Two decades later, Daoud reclaims that murdered Arab, erasing the anonymity of “The Stranger” with his debut novel The Meursault Investigation. Originally published in Algeria in 2013, “Meursault” made the 2014 shortlist of the enviable Prix Goncourt – France’s highest literary honor. Although Daoud missed the academy’s top nod (Lydie Salvayre’s “Pas Pleuer” won), he earned the life-threatening attention of the extremist Islamist Awakening Front whose leader issued a fatwa against Daoud via Facebook last December. For now, Daoud remains safe, and took the Goncourt podium in early May when “Meursault” received the 2015 Prix Goncourt du Premier Roman (for first novel).

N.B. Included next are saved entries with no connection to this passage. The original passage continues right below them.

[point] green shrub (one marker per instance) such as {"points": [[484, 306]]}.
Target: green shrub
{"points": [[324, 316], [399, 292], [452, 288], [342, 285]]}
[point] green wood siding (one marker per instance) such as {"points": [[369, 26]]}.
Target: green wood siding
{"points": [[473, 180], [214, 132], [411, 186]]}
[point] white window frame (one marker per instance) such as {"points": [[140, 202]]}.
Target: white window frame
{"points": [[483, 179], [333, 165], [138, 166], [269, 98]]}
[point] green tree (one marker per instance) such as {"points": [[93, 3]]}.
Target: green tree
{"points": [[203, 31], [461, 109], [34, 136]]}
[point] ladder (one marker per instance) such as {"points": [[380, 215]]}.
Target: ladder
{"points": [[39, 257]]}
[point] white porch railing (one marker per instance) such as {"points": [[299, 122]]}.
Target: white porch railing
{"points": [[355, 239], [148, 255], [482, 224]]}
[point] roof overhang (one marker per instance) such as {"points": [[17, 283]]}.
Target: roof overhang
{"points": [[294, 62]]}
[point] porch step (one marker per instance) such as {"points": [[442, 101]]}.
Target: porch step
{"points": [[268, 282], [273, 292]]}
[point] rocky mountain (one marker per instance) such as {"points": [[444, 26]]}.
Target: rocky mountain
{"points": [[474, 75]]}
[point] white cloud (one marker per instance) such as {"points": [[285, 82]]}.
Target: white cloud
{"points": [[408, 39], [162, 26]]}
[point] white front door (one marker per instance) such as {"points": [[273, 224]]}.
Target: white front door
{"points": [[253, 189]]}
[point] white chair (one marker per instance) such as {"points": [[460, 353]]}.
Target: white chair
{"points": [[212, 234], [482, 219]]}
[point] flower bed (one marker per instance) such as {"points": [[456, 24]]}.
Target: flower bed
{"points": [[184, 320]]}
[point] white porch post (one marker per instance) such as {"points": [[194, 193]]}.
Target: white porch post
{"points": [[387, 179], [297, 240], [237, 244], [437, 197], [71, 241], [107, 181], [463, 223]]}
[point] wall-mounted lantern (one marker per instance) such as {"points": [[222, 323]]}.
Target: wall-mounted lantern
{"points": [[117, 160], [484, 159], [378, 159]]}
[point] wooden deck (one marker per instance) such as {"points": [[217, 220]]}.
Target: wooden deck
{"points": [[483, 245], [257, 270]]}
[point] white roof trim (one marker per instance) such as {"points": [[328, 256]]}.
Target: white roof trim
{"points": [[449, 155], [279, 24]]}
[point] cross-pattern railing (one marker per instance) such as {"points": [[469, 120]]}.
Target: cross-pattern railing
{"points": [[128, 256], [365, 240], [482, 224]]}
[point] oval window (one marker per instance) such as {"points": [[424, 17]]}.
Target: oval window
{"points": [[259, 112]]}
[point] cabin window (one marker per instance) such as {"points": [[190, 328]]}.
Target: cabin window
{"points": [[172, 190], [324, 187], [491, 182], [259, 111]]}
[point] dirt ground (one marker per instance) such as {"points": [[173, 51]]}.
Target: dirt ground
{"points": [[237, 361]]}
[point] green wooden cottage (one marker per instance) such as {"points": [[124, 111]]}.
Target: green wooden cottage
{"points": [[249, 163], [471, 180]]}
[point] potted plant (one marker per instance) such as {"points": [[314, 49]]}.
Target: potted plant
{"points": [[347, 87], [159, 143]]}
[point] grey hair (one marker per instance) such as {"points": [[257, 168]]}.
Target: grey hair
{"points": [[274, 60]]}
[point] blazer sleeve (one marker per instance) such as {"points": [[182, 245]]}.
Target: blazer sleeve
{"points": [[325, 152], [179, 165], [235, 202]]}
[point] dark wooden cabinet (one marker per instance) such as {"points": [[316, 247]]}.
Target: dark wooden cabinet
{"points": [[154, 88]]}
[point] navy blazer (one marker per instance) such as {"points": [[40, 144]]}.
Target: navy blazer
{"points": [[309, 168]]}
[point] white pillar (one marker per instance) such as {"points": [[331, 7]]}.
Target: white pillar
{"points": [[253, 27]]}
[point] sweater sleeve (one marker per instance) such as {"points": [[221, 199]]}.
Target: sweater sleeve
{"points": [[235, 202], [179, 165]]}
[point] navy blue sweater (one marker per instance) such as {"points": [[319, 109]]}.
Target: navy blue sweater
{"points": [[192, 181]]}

The English translation by the ever-laudable, multi-lingual John Cullen arrived stateside last week. With exponentially increased accessibility, more accolades and prizes are sure to follow (the death threats hopefully not so much). Although familiarity with Camus’ “Stranger” is not necessary – “I’m going to outline [that] story before I tell [this story] to you,” the narrator promises – context, of course, is always an illuminating addition to any reading.
From his first line, “Mama’s still alive today,” Daoud both pays homage to and negates Camus’ opening, “Aujourd'hui, Maman est morte,” (“Mama died today.”) The narrator is Harun, who asks his unnamed listener, to “please give me your attention.... This is no normal story.” Harun reveals the Arab in “The Stranger” was his brother; in the 70 years since his senseless death, Harun’s “more or less … mission” is to “speak in the place of a dead man.”
To do so, Harun learned French – Meursault’s language, the colonial language. “I’m going to do what was done in this country after Independence: I’m going take the stones from the old houses the colonists left behind, remove them one by one, and build my own house, my own language. The murderer’s words and expressions are my unclaimed goods.”
Night after night, in a neighborhood bar, Harun parses his story with a drinking companion whose name, ironically, is asked for but never answered. The sole important name is Musa, Harun’s brother. Even Meursault is questionable: “What does ‘Meursault’ mean? Meurt seul, dies alone? Meurt sot, dies a fool? Never dies?”
While Meursault lives on, only Harun remembers Musa. So important is his lost name, Harun admits to naming this bartender and that bartender Musa, as well. “Musa, Musa, Musa … I like to repeat that name from time to time so it doesn’t disappear.”
Just 7 at the time of the murder, for Harun, Musa remains “a simple god, a god of few words.” Harun insists on giving his brother an identity, through clothes, shoes, cigarettes, friends, mannerisms, and habits. The sons of a vanished watchman, Musa “replaced my father, and I replaced my brother.”
For decades, desperate mother and leftover son are forced to become accomplices in survival, revenge, and even murder. “[L]ike a sort of ghost,” Musa, Harun, their mother are trapped between a nameless tragedy and a questionable reality. “Who would have believed us? Who? What evidence could we offer?” Without a name, a body, witnesses, Harun finally entrusts another stranger with not just Musa’s story, but his own confessions, as well.
Like Mohsin Hamid’s revelations-to-a-stranger in his Booker-shortlisted "The Reluctant Fundamentalist," Daoud fills in, explicates, and rewrites what Camus elided. Echoing Daoud’s initial reaction to Camus, readers may find that “Meursault,” too, “inspires discomfort, not pleasure,” but that’s sometimes the price for illumination and epiphany. In just 160 spare pages, Daoud recounts – and challenges – not only the original narrative of Meursualt, the anti-hero created by Camus, but through bestowing a name, family, legacy, to a forgotten victim, he sharply deconstructs the troubled decades of French-Algerian history, explores the erasure of identity and the legacy of colonialism, examines the consequences of violent independence and the ensuing, ongoing reconstruction of a national identity.
To begin to understand all that is surely worth an investment of just a few hours of reading.